Yuval Levin has a very important piece up on NRO about the prospect of an insurance death spiral under Obamacare. My takeaway is that we’re more likely to see a runaway cost spiral than an insurance death spiral.
Levin begins by explaining the death spiral scenario:
An insurance death spiral, or adverse selection spiral, would be a kind of second-order consequence of the website fiasco: The fact that it is so difficult to sign up for exchange coverage may mean that only highly motivated consumers do sign up, and those are likely to be people with high expected health costs.
If the exchanges end up containing too many people in poor health and not enough people in good health, insurers could take massive losses in 2014 and be forced to dramatically raise premiums for 2015 plans to better price the risk they would be taking on. Those higher premiums would cause even more healthy people to avoid getting coverage, leaving the risk pool in even worse shape and so driving even further premiums hikes, and the cycle would continue.
The core problem here is the design of Obamacare — with its badly imbalanced risk pools in the exchanges — not the design of the website — which only exacerbates the problem. As Levin puts it, “the system was already precariously perched at the edge of disaster, and the website’s woes may push it over the edge but they are not responsible for the danger in the first place.”
But Levin points out that Obamacare also has a built-in mechanism that may prevent it from going over the edge:
The talk of a death spiral in recent days has often overlooked a crucial feature of the exchange system that provides a major cushion against the effects of cascading adverse selection, though not against a whole host of other related problems. . . .The protection is a function of the design of the law’s exchange subsidies.
An insurance death spiral is a feedback phenomenon—a bad risk pool in year 1 causes drastically higher premiums in year 2 which causes an even worse pool that year and on and on. The key to it is that it causes consumer premiums to go up so that only people with high expected health costs (for whom the high premium is still less expensive than staying uninsured) stay in and drive the cycle on.

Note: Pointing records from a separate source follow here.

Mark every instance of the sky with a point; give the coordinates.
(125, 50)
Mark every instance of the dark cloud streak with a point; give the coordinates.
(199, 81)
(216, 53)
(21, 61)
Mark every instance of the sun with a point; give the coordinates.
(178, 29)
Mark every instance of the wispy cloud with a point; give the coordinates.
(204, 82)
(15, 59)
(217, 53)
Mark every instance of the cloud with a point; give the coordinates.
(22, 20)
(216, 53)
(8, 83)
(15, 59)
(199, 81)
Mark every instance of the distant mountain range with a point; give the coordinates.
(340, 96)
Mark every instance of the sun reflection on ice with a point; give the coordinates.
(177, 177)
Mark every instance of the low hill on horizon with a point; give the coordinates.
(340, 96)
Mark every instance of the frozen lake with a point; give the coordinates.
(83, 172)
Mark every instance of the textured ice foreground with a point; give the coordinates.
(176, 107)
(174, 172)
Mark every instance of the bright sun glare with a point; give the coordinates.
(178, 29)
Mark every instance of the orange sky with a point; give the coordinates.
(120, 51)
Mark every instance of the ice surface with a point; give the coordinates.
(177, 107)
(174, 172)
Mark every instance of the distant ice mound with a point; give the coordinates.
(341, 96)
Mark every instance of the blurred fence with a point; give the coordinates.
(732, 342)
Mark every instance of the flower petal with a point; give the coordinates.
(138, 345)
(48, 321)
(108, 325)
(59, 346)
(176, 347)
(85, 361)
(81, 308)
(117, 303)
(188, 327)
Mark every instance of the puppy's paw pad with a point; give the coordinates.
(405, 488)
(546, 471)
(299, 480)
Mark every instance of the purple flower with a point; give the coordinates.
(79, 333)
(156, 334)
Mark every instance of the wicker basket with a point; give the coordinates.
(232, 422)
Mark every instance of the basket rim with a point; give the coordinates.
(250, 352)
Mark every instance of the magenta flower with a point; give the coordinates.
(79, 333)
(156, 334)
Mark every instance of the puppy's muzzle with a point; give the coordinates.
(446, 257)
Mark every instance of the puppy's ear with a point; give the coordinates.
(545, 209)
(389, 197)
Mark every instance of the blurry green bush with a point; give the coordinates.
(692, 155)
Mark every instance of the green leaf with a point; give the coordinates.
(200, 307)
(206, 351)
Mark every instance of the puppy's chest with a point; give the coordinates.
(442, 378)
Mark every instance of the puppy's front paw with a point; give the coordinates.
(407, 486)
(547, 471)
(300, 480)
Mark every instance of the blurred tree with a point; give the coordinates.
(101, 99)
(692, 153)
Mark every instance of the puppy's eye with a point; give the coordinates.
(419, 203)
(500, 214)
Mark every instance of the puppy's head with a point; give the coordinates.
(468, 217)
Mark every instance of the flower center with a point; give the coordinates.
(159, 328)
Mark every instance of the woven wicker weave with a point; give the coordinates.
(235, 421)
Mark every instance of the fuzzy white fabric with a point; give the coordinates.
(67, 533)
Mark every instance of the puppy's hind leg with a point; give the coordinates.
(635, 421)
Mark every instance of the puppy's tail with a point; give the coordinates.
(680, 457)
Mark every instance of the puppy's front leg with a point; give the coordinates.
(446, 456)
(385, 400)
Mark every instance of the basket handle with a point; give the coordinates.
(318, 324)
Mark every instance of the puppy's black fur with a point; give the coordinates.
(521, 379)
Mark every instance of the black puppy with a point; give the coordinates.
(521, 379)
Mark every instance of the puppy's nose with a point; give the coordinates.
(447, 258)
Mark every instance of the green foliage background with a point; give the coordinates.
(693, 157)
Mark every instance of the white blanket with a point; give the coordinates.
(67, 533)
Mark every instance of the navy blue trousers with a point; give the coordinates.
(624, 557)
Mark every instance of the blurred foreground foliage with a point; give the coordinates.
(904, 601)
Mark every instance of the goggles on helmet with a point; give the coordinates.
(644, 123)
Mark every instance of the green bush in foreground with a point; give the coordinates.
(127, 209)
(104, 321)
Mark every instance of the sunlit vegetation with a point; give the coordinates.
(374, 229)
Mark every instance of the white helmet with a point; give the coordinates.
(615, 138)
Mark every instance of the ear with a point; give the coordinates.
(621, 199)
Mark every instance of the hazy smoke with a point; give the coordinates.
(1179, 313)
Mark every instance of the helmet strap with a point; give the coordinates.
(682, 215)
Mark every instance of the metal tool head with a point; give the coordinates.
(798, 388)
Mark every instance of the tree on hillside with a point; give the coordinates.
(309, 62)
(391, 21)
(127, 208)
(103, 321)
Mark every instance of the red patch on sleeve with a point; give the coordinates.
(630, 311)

But in the Obamacare exchanges, the subsidy system is intended to prevent people from feeling the effect of annual premium increases after the first year. The subsidies are designed to make sure that each recipient pays only a certain percentage of his income in premium costs. That percentage stays essentially the same year after year, so if premiums get more expensive the government covers the difference.
In other words, if premiums for coverage purchased in the exchanges were to double or triple in 2015 because of severe adverse selection, people eligible for subsides would still pay the same amount they did in 2014 (assuming their incomes didn’t change) and the federal government would pay for the entirety of the increase. Subsidized beneficiaries would therefore not feel the effect and the healthy among them would not necessarily have much reason to flee the exchanges.
The question becomes: what percentage of the people who buy coverage in 2014 will receive subsidies? The CBO has estimated that number to be 86 percent. Thus, the vast majority of purchasers probably would not feel the effect of second-year premium spikes. And this means that the result of any such spikes would likely not fall into the usual pattern of an adverse selection spiral.
Levin isn’t saying that the adverse selection problem would not be problematic. On the contrary:
The sort of severe adverse selection the exchanges may experience would dramatically increase federal spending and would drive unsubsidized exchange participants (other than those in very poor health) and many insurers out of the exchanges.
It could also destabilize the portion of the individual market that remains outside the exchanges, since it will not be possible to keep the parts of the individual market that are inside and outside the exchanges quite separate (in no small part because Obamacare requires insurers to treat plans they sell in those two markets as drawing on a single risk pool).
And it would be difficult to shield the employer-based insurance system from such effects too; if the exchange system were to become simply an ultra-expensive and poorly formed high-risk pool, the entire insurance system would pay the price.
This is something other than an insurance death spiral, but it could prove just as calamitous.